It IS WISE TO KNOW WHERE THE TRUTH LIES

– WHETHER IN YOUR IMAGINATION OR WITH THE DEBATE OF ARGUMENTS SET TO MISGUIDE OR TO ENLIGHTEN

THE emancipation from chattel slavery, which we celebrate on August 1 each year, is one such significant event that has varied realms still unexplored. These cannot be left unaccounted for or unoccupied, lest they be squatted upon by hostile vagrants and readjusted to suit retarding and redefining presumptions.
Emancipation was followed by years of conflict to initiate even the most basic levels of rights and privileges common to a new and enlightened age.


True, the plantocracy had become deities of a kind. The plantation owners possessed power greater, at times, than the colonial governor. In fact, they were the powers that be. And though some levels of indentured workers were imported, these people did not meet the ready criteria that the sugar plantations required. Thus, there were always conflicts, and methods were employed to strangle the new villages that the emancipated had purchased; to strangle the business services that the emancipated offered to the town of Port Stabroek — services the township required. The plantocracy hurried to undo the worthy efforts of their former slaves.

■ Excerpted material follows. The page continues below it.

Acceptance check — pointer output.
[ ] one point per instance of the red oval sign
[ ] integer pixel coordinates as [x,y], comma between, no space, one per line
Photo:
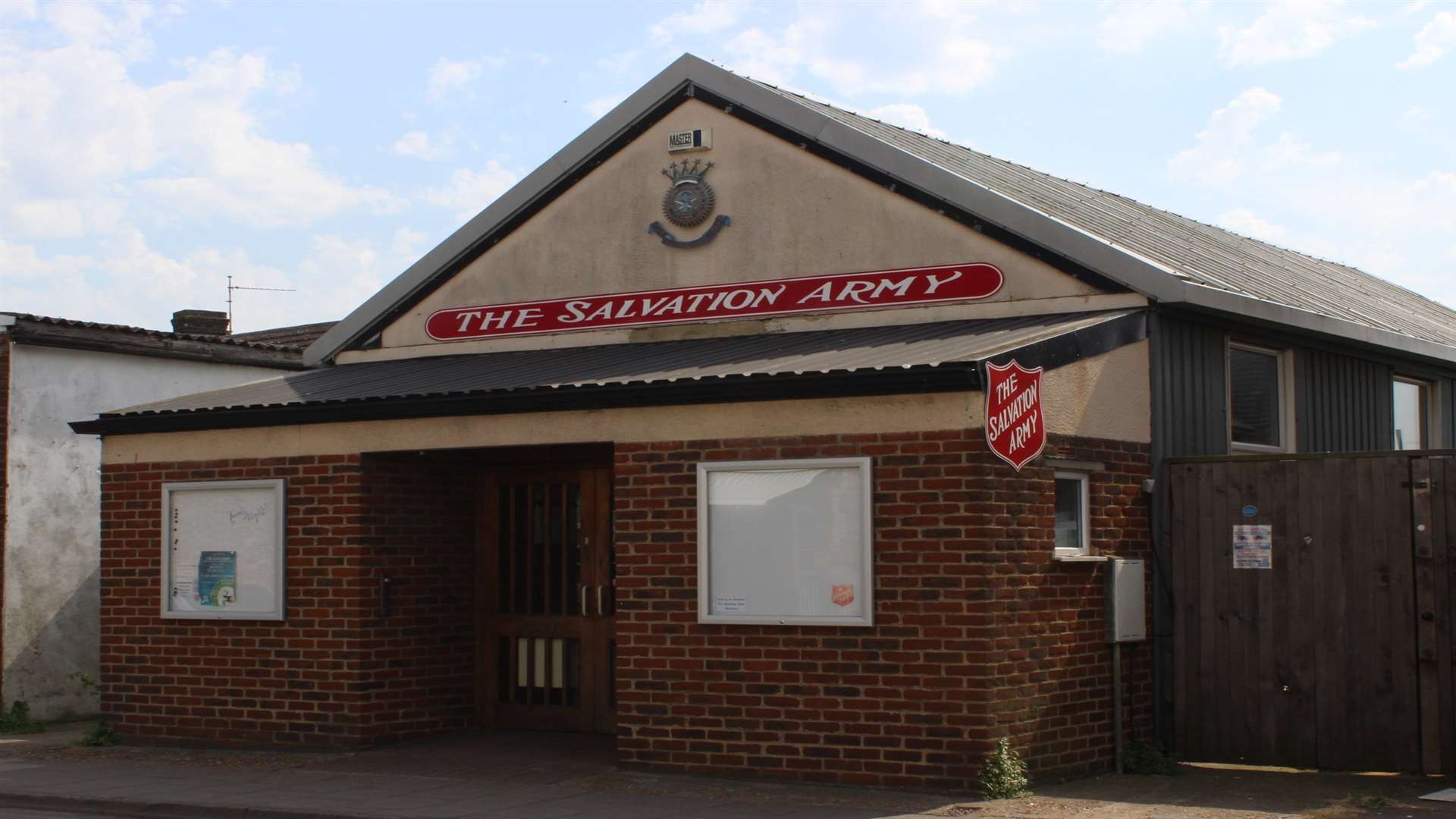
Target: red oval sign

The emancipated, with monies saved, had bought plantations that some planters had surrendered for sale. These became the first villages of the then British colony of Guiana. Thus, they were subject to taxes, and this they paid for drainage and irrigation services that were never supplied. Instead, their taxes were used to finance indentured labour. This led to hardships in the villages. Yet it did not stop the hostilities and schemes of the plantocracy.

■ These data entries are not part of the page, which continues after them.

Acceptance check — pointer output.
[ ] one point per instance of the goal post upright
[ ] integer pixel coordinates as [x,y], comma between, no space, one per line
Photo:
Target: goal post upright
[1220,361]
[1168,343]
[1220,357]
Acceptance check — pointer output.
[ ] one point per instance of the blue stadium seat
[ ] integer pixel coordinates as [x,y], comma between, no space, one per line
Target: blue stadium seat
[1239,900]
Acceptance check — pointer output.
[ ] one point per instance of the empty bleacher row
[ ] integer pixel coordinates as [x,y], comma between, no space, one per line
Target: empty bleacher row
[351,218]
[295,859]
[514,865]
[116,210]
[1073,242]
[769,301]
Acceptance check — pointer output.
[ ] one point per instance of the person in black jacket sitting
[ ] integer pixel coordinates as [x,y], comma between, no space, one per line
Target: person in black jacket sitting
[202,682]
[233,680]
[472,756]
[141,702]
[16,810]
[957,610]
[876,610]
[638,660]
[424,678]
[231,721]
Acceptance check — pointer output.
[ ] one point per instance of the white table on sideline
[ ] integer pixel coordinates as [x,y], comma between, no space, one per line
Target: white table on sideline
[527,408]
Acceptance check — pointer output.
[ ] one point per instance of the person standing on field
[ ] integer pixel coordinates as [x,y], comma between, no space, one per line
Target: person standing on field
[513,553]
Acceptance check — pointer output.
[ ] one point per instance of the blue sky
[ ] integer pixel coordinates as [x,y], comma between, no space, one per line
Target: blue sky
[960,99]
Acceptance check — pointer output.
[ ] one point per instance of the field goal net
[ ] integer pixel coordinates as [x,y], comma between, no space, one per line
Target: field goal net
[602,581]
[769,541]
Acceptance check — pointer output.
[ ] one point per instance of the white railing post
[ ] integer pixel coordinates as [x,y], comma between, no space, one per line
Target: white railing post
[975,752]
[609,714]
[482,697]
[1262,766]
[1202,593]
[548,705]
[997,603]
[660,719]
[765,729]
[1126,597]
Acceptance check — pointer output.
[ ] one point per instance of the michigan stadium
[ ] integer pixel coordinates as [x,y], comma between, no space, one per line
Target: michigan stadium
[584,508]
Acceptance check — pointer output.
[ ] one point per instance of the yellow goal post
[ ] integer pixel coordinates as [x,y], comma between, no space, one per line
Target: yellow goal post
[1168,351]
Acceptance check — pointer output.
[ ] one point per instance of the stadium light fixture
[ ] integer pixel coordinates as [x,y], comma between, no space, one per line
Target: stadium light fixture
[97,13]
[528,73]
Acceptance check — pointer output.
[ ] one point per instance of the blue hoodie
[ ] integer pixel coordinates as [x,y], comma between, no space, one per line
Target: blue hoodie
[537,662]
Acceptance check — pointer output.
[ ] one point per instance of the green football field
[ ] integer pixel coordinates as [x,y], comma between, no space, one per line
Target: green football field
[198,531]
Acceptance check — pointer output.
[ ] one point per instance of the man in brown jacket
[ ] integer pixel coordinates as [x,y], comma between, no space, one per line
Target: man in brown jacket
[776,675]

They also targeted the services that the African emancipated were now offering in the township. They were the equivalent of the modern taxi service, with their coaches. Before Emancipation, the enslaved population was already producing farm crops that kept the two markets of Demerara active — the Stabroek and Mahaica Sunday markets remained functional. It was not unusual for them to continue perfecting this after Emancipation. But they were plotted against.

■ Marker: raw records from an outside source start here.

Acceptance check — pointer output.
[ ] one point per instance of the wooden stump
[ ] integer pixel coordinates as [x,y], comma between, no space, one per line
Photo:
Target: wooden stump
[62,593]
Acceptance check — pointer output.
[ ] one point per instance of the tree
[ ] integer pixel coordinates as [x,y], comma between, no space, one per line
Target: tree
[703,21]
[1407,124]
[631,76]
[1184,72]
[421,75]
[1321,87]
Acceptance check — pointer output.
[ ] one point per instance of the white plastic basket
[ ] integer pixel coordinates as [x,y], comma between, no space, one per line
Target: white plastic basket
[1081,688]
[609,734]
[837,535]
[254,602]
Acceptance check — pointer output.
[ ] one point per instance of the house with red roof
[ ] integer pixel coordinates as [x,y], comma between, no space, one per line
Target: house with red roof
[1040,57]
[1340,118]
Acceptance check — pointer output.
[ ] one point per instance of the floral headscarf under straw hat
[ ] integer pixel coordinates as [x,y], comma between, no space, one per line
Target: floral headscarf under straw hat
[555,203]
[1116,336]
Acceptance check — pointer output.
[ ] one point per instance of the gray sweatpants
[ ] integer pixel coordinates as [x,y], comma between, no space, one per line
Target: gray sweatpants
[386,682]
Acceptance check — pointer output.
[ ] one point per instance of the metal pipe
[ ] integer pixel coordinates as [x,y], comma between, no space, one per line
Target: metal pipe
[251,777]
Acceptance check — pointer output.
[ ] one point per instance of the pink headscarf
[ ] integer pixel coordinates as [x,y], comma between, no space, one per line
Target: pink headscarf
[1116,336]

The goal of the plantocracy was to destroy all efforts made by the formerly enslaved. Those who were successful were to be undermined and replaced by sections of the very indentured, selected for those schemes. The spite that was contrived then followed the emancipated into the early 1900s and beyond.
The writers and scribes that evolved from among the emancipated did not hesitate to highlight the true nature of Emancipation — that it was not the act of Emancipation announced by the enslavers that must be at the forefront of the celebration of the breaking of some of the chains — but rather, it was the struggle and sacrifices of the enslaved in the pursuit of total freedom that must be identified, venerated, and explained to the innocent and to all.